Emily ran to do as she was bidden and Paul went below to the medicine chest. The medical supplies provided some strychnine tablets and, tincturing a glass of water with this heart stimulant, the castaways took turn about forcing drops of the fluid between the cracked lips. Emily discovered a jar of beef extract among the stores and made up a little of this for the sufferer.
After two hours of careful and unceasing attention the derelict opened his rheumy eyes and stared at the sky for a second.
"Hello, stranger," said Paul. "Feeling better?"
The eyes closed again and the cracked lips muttered an inaudible blur of words. It was plainly an unconscious answer.
A little while later, as Paul was taking another observation of the sun, Emily thought she saw a gleam of consciousness in the faded gaze which found her face and held it.
"Are you from the bark Daphne—the Daphne?" she asked.
Both she and Paul had discussed the possibility of this being so.
"He—walked—'tween—gyves——"
This was the strange whispered utterance that came from the cracked lips.
"Paul, he is speaking."
Lavelle laid down his sextant and knelt beside the stranger.
"I asked him," the gold woman explained, "if he belonged to the Daphne. He——Listen——"
The cracked lips were speaking again.
"He—walked—'tween—'tween with—with gyves——"
The stranger was repeating what he had said to Emily.
Paul ran the words over under his breath. They sounded familiar. They had a rhythm that touched some cell of memory. Suddenly his mind groped upon discovery. Emily uttered an exclamation in the same instant. Both of them knew what the stranger was attempting to say.
"Don't you remember Hood's 'The Dream of Eugene Aram,' Paul?"
"Yes," he said with a nod. "'And Eugene Aram walked between, with gyves upon his wrists.'"
The line, as he repeated it, had a startling weirdness.
"What can the poor brain be thinking? What is hidden back of this strange thought?" Emily asked in a whisper.
"It may be as we have thought—that he belongs to the Daphne's crew. Perhaps in its disorder his brain is reflecting the crime committed aboard here in the words of Hood's poem. Yet one would imagine that if there is anything in the theory of crime suggesting crime that it would be something of the sea of which he would be thinking. Eugene Aram was a schoolmaster and he killed in the woods. This man is a sailor. There is no doubt about that."
"Could he have been the one——"
Emily shrank from the stranger at the thought which leaped into her mind.
"Don't think that, Emily. If he had a hand in what happened here——But let as not think of what's past."
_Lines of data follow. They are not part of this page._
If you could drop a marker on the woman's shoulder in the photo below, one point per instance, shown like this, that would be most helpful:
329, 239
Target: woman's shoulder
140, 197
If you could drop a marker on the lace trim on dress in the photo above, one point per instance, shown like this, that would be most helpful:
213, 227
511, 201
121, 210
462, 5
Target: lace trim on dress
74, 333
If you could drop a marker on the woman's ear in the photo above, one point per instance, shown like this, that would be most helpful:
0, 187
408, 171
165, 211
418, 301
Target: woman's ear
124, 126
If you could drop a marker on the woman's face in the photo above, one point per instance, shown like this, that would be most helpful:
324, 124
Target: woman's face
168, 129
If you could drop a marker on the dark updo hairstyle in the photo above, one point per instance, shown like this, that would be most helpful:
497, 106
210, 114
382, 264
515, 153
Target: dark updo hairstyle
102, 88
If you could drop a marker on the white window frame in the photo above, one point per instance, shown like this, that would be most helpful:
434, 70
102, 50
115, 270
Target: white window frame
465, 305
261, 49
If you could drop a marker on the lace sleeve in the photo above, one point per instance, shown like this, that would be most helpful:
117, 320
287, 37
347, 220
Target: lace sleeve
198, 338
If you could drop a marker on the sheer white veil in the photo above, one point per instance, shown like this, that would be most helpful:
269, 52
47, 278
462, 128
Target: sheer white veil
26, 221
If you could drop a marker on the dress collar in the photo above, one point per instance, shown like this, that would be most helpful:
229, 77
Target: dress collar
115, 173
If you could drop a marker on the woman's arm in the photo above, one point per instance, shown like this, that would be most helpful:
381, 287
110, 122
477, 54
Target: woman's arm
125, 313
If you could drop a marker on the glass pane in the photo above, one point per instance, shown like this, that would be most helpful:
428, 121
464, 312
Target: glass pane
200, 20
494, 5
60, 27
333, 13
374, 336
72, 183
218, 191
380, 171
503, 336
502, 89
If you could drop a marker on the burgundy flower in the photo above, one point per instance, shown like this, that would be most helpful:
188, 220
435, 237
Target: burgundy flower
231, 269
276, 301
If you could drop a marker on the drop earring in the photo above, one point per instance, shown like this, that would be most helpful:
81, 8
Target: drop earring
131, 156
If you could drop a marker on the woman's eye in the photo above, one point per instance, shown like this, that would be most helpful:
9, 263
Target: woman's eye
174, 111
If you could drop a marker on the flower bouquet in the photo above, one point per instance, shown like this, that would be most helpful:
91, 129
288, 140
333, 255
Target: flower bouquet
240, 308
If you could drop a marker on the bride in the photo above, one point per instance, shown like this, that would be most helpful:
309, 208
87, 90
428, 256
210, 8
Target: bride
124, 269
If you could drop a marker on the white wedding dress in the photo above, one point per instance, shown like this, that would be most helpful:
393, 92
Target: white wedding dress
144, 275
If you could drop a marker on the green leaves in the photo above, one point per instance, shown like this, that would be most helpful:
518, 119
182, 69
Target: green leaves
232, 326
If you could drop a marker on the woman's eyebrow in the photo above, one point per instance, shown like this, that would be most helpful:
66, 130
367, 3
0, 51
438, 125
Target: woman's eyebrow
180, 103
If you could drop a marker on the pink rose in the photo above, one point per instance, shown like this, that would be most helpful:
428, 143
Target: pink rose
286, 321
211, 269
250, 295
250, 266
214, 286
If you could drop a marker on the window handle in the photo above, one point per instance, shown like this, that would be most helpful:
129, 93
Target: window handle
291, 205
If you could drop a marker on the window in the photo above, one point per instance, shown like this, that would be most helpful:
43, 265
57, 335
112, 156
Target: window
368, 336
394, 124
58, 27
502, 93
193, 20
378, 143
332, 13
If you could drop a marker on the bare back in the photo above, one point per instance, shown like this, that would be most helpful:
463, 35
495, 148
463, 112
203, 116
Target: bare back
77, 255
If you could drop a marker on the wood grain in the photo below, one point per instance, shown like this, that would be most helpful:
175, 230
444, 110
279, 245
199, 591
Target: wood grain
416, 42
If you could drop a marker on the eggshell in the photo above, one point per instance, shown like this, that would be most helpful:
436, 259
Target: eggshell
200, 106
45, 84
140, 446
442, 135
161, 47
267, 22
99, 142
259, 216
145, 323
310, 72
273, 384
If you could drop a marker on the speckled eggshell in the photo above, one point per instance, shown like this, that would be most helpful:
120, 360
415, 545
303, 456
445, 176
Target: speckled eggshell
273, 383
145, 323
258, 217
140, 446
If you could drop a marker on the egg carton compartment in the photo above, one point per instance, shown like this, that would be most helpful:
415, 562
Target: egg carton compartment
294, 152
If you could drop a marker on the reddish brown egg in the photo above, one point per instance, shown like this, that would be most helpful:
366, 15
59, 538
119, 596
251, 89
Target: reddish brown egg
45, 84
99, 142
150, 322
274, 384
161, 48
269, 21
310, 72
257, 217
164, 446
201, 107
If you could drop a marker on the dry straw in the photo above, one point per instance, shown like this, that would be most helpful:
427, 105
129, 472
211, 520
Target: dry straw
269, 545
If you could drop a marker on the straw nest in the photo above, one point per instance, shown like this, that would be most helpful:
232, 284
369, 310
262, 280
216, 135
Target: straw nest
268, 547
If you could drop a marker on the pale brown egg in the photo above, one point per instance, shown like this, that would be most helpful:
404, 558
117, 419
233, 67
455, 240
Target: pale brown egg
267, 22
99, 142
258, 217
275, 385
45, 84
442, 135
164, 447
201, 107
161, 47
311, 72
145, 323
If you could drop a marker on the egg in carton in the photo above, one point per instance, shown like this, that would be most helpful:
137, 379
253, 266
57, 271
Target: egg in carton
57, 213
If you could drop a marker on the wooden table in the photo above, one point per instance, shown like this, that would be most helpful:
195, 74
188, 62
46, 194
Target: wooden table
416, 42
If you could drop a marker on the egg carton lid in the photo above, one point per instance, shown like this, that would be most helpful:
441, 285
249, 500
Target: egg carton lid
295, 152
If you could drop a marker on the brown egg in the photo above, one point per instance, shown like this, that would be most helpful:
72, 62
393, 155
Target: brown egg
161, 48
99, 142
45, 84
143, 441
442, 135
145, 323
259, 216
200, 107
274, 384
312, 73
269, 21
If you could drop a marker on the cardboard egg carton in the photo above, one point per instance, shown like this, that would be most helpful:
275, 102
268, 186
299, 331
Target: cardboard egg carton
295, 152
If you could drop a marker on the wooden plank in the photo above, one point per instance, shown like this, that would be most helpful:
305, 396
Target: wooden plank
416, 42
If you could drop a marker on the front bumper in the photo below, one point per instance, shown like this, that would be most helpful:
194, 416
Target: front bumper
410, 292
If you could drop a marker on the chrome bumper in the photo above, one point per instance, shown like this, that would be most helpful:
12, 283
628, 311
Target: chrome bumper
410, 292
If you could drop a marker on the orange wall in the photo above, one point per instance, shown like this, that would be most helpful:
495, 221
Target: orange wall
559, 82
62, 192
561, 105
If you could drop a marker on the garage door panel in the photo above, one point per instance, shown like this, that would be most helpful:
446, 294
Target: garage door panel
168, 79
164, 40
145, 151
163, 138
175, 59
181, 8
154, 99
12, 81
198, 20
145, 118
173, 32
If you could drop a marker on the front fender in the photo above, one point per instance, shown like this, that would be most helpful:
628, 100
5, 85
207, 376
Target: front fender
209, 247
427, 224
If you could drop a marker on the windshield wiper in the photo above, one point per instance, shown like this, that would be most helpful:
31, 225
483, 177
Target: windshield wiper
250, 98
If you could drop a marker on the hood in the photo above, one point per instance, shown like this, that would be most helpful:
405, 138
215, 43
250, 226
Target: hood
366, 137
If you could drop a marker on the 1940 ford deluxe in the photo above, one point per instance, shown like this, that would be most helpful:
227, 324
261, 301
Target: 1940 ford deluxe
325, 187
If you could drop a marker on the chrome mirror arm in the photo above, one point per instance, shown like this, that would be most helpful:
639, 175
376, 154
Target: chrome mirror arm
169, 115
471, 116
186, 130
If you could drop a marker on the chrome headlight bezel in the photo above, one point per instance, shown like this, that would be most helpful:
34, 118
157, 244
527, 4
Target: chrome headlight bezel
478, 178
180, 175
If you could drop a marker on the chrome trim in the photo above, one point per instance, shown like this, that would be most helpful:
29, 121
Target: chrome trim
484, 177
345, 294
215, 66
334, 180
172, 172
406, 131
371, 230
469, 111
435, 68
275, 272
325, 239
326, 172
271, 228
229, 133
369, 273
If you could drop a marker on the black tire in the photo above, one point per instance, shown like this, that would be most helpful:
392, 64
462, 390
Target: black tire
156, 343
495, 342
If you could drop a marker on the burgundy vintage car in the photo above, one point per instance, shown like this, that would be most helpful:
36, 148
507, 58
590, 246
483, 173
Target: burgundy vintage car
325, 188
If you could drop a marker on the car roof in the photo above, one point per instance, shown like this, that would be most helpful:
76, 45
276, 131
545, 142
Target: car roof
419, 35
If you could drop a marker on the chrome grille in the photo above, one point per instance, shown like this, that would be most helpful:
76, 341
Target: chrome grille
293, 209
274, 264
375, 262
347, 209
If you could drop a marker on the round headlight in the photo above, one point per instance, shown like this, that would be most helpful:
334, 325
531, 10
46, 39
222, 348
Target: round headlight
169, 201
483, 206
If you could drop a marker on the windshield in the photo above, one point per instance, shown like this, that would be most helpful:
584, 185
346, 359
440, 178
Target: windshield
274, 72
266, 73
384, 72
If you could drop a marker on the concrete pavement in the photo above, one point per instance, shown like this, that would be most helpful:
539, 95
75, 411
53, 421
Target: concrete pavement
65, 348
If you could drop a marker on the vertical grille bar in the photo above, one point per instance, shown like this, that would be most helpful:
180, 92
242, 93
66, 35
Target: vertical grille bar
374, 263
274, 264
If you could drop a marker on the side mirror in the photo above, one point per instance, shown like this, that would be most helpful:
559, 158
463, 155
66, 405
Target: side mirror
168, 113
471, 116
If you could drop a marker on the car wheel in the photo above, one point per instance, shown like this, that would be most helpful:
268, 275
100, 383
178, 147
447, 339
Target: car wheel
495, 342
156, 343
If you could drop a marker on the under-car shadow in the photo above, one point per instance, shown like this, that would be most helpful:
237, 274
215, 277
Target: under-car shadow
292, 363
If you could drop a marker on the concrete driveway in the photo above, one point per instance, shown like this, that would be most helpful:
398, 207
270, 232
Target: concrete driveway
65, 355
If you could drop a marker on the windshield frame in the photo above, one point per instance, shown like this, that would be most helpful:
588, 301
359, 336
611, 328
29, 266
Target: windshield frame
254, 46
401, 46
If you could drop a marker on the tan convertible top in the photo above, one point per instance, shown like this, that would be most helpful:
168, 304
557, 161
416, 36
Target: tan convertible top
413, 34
Paul carried the derelict below and put him in the room next to the mate's. He swathed his burns in carron oil and tied him in the bunk so that the rolling of the vessel would not turn him out. The man had become unconscious again immediately after mumbling the bit of "Eugene Aram" which Emily had called Paul to hear. Lavelle left the derelict sleeping in apparent peace, but with a heart action that was extremely weak.
"If he lives he will be a Godsend toward helping us work ship," Paul told Emily as they went aft together to the lounge.
"May be that is why it was given to us to pick him up."